Non è mica la naja

Come ho già ripetuto spesso, mi piace la compagnia degli uomini, più di quella delle donne, perché gli uomini vanno dritti al punto senza troppe paranoie quando c’è da discutere di questioni sentimentali. Le donne che amo frequentare e che sono i veri pilastri della mia vita hanno, in cambio, nei momenti di reale disperazione, qualcosa che manca agli uomini: la forza e l’autoironia.

Ok, stiamo generalizzando. Non rompete le palle.

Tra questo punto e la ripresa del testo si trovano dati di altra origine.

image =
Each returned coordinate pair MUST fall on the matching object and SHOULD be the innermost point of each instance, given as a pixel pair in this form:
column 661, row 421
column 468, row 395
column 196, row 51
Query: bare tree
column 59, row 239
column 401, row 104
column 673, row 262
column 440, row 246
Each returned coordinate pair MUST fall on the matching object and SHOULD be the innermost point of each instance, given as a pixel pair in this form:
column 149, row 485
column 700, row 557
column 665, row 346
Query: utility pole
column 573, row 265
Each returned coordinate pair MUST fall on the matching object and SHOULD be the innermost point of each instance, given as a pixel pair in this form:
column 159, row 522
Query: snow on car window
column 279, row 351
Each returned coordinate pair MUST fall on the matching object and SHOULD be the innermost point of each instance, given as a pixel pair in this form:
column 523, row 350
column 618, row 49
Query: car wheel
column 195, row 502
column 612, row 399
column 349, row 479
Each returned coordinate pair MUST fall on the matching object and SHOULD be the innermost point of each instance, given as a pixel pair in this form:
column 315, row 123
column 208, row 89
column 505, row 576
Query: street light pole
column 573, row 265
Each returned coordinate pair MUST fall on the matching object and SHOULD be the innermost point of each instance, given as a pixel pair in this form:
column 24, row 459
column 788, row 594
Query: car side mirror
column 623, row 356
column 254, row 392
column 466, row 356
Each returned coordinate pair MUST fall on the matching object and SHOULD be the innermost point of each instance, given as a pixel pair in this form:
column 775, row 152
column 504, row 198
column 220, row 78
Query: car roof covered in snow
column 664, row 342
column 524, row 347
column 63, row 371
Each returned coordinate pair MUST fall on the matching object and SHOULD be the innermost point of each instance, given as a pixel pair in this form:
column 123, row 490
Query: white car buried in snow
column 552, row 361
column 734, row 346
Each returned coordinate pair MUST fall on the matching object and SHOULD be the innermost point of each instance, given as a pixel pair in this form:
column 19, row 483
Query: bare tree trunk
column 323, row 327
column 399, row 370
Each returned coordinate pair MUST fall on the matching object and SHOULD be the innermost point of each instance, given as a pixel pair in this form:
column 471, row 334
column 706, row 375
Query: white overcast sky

Comunque, a me piace parlare con gli uomini. Non è colpa mia se sono cresciuta con dei buoni esempi, se mi sono scelta dei buoni amici e se, nonostante tutti i riconoscibili difetti di genere, io con gli uomini mi trovi bene.

Le donne, a parte le mie preferite, tendono alla tragedia. Tendono alla paranoia. Non sanno stare da sole. Sono delle palle al piede. Vorrebbero avere il controllo della situazione, ma questi “stronzi” non glielo permettono.

Oggi ho citato a un’amica piuttosto su di giri quella meraviglia, capolavoro della sceneggiatura, che è l’esposizione della regola dei tre giorni in How I Met Your Mother (lo so, lo so, i miei riferimenti sono ripetitivi, cosa volete che vi dica, ho imparato dagli uomini).

[tube]http://www.youtube.com/watch?v=ZkmheRE9zi4[/tube]

In un primo momento, dato che nonostante le premesse resto donna anch’io, mi sono professata seguace della teoria di Ted: ho una nuova regola, la chiamerò “ti piace, la chiami”.
Cazzo, sì. Io mi profondo sempre in grandi applausi quando gli uomini hanno il coraggio della sfacciataggine, o del romanticismo, e semplicemente ti cercano.

In realtà però la mia gratitudine è insita in una forma di egocentrismo variabile (la variabilità sta nel grado di interesse che il tizio ha scatenato) che va dal “ah, mi ha cercato, pensa un po’” al “grazie per averlo fatto tu, grazie per non avermi messa nella condizione di doverti cercare io, grazie per avermi risparmiato un’eventuale figura di merda ed esserti accollato tu il rischio, grazie per aver fatto quello che, insomma, in quanto a regole della conquista toccava a te fare”. E poi?

E poi tocca dare ragione agli uomini.

Perché quello che succede è che quello a cui piaci davvero e ti tartassa all’infinito inizia a piacerti meno. E l’altro, con il quale avresti accettato di andare a bere una birra a sera per venti sere di fila, improvvisamente sparisce (“ma come?”).

Gli uomini sono come i gatti, al posto della paura, annusano la vostra disponibilità. Non importa se voi volevate soltanto bere una birra, meglio non correre il rischio. Meglio inserire la variabile temporale.

Insomma, improvvisamente ho avuto un’illuminazione e ho dovuto dire all’amica:
“fa bene a non cercarti”
“perché?”
“perché è riuscito a farti parlare solo di lui”
“non è vero”
“sì che è vero e se gli piaci tornerà al momento opportuno”
“eh, no! col cazzo”
“…”
“secondo te quando?”

E così, dopo questa pregnante conversazione, ho deciso di essere pronta a dire la verità agli uomini e rovinare la mia vita sentimentale per sempre: la regola dei “tre giorni” per funzionare davvero deve diventare un ibrido. Ha bisogno che venga inserita l’alternativa mosbiana: prima di sparire per tre giorni, voi la dovete cercare. Subito. Solo così le metterete il tarlo in testa.

Se funziona con me, che ho scardinato tutte le regole, figuriamoci con le altre.

Certo, poi però dovete farvi sentire in un lasso di tempo legale. Non dimenticatevi che noi donne moderne siamo banali anche nell’essere permalose.